Sie hatten Glück, direkt vor dem Eingang des Häuserblocks, in dem Marie gewohnt hatte, fanden sie einen Parkplatz.

Das Gebäude sah von außen heruntergekommen aus, von innen war es in Ordnung gewesen. Marie hatte ihre Wohnung sowieso nur als Zwischenlösung angesehen (das allerdings seit Jahren). Die Wohnung aufzugeben, war jetzt nur schwer wegen der Erinnerungen an Sylvain. Wie oft war er heimlich bei ihr gewesen … Etwas von seiner Präsenz haftete noch an den fast gänzlich entleerten Räumen. Deshalb hatte Marie Angst davor, die erinnerungsgeschwängerte Wohnung nochmals zu betreten. Aber mit Pierre würde es gehen.

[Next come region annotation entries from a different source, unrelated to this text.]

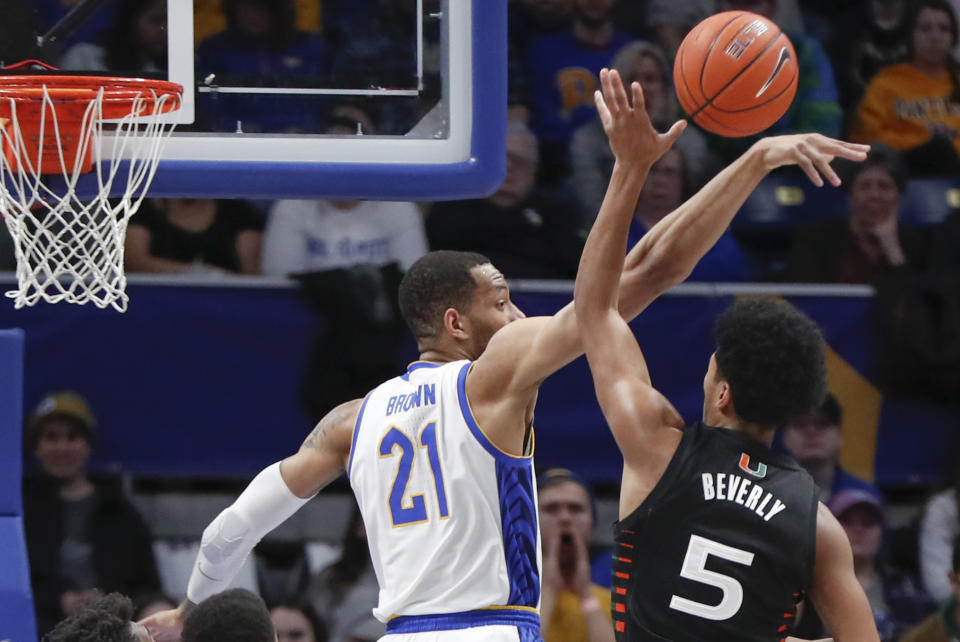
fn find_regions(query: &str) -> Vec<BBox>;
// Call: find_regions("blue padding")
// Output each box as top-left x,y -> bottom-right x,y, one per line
0,517 -> 37,642
0,330 -> 23,516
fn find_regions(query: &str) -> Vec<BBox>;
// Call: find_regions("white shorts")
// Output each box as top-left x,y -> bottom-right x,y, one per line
379,625 -> 540,642
379,608 -> 543,642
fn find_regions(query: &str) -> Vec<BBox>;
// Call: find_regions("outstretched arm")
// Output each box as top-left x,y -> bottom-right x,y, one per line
620,118 -> 870,319
809,504 -> 880,642
141,399 -> 362,642
573,70 -> 683,517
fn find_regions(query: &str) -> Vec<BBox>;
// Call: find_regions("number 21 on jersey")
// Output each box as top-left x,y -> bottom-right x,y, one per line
380,421 -> 450,526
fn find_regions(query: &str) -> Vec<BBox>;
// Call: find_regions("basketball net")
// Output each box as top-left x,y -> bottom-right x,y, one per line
0,84 -> 180,312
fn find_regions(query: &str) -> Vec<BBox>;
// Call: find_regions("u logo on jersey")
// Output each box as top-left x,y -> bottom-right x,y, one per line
740,453 -> 767,479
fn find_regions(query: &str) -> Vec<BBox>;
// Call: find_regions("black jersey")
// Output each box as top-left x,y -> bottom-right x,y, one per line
612,423 -> 819,642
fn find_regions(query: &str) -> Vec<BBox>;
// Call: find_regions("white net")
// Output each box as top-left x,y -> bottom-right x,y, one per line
0,82 -> 179,312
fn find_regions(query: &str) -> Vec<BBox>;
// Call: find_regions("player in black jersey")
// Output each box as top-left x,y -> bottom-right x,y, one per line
574,70 -> 879,642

Mit Pierre und mit Kev, ihrem durchgeknallten Ex-Nachbarn. Der half ihnen, ihre Couch – ihre eigene, geliebte Kuschelcouch! – die drei Stockwerke hinunter zu schleppen. Die Couch war so groß, dass sie gerade mal so in den VW-Bus passte, Kühlschrank und Bett würden sie in einer Extrafahrt holen müssen. Aber damit hatte Pierre schon gerechnet.

»Dein Ex-Nachbar war komisch«, bemerkte er auf dem Weg aus der Stadt hinaus.

Marie lockerte sich Schulter- und Nackenmuskulatur und meinte: »Kev ist okay. Der lebt nur in zwei Welten gleichzeitig, ein bisschen in unserer und viel mehr in einer virtuellen. Der bräuchte eine Freundin. Jemanden, der ihn erdet und ihm einen Schubs in die richtige Richtung gibt«, analysierte Marie.

»Ja. Die richtige Frau an seiner Seite ist für jeden Mann wichtig, lebenswichtig«, betonte Pierre und sah Marie dabei durchdringend an.

Leicht irritiert hob sie eine Braue und gab ihrem besten Freund keine Antwort.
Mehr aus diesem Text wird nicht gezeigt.